2.2. Discours direct

2.2.2. Sémantique socio-politique

2.2.2.1. Amplification / Abréviation

L’exemple précédent nous présente le discours direct comme un lieu particulièrement privilégié pour introduire de nouvelles valeurs. A travers les procédés d’amplification et d’abréviation, se manifeste en effet l’expression, parfois masquée, d’une leçon, mais qui trouve tout son sens dans son rapport avec les autres éléments mis en valeur dans le récit.

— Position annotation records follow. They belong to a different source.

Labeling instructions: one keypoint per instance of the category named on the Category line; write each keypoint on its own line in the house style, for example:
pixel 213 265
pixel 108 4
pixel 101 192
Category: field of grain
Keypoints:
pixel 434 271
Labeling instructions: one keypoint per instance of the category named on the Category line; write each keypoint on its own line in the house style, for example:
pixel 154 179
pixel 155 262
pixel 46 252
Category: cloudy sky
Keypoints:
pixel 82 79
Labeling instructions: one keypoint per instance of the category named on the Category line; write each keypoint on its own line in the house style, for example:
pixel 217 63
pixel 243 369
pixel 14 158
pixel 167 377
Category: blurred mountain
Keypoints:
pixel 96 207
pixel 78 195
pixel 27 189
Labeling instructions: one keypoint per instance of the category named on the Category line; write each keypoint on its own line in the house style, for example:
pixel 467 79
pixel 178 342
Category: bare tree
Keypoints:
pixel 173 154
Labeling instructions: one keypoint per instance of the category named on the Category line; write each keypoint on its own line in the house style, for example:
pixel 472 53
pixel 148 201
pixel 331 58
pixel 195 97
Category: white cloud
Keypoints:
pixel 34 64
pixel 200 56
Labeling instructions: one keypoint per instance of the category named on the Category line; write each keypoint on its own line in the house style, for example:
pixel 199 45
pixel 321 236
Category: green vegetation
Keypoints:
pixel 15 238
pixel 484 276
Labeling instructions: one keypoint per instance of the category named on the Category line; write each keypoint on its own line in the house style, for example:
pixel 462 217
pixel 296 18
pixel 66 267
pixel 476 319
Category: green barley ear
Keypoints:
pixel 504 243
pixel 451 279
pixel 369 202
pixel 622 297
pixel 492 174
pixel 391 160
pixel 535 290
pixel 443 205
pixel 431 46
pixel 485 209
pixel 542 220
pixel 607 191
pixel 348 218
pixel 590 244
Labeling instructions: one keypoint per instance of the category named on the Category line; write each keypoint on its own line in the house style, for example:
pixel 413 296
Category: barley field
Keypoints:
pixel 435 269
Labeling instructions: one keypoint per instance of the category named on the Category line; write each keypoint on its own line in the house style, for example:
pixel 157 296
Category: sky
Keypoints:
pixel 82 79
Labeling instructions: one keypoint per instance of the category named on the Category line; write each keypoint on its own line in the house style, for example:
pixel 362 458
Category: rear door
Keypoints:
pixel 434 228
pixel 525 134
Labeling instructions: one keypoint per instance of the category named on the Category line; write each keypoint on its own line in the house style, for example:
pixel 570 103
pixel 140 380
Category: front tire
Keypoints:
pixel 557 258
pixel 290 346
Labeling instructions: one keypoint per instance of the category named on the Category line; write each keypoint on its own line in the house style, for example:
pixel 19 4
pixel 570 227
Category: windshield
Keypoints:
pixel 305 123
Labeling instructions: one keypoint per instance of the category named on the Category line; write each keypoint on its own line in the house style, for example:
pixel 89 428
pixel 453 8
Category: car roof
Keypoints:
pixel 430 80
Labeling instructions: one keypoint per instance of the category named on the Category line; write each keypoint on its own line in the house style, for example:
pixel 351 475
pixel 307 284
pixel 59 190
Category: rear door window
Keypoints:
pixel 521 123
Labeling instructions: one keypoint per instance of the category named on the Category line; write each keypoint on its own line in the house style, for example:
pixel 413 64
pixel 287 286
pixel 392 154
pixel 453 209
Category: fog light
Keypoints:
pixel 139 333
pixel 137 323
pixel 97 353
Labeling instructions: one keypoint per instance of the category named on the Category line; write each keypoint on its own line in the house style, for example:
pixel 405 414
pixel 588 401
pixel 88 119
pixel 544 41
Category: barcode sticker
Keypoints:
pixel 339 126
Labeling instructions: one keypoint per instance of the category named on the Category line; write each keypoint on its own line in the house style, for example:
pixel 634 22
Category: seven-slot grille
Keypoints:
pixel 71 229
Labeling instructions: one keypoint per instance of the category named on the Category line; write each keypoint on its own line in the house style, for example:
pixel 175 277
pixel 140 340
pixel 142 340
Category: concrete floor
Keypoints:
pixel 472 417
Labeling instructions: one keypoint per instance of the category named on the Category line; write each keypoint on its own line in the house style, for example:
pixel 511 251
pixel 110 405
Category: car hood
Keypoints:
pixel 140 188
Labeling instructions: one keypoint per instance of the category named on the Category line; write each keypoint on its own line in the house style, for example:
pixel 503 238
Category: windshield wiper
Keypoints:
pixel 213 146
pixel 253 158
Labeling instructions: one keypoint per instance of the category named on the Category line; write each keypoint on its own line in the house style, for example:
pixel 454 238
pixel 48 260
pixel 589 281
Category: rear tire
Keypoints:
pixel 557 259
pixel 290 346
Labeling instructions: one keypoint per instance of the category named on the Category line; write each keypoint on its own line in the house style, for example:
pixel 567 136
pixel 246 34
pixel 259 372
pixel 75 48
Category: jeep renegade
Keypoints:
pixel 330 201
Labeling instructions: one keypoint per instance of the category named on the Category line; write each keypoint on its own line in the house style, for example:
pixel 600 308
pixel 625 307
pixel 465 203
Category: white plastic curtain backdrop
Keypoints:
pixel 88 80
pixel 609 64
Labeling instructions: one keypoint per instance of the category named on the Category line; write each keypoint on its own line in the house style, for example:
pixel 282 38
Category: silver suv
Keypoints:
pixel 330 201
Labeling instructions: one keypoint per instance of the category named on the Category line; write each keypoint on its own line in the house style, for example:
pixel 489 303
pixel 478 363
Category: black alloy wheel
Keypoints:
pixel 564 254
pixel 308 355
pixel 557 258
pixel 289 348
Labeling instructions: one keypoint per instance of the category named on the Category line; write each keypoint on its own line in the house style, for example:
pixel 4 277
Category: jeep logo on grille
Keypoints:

Dans l’épisode de la bataille contre Fáriz et Galve, le discours qui précède la victoire décisive du Cid comporte un ajouté où sont détaillées les conseils stratégiques que donne le héros à ses hommes. En effte, si l’on observe le discours direct du Poème, on constate qu’il est uniquement fait référence à l’aide apportée par Minaya (« bando »):

vv. 753-755:

« Caualgad, Mynaya, uos sodes el myo diestro braço! Oy en este dia de uos abre grand bando;

Firme son los moros, avn nos van del campo. »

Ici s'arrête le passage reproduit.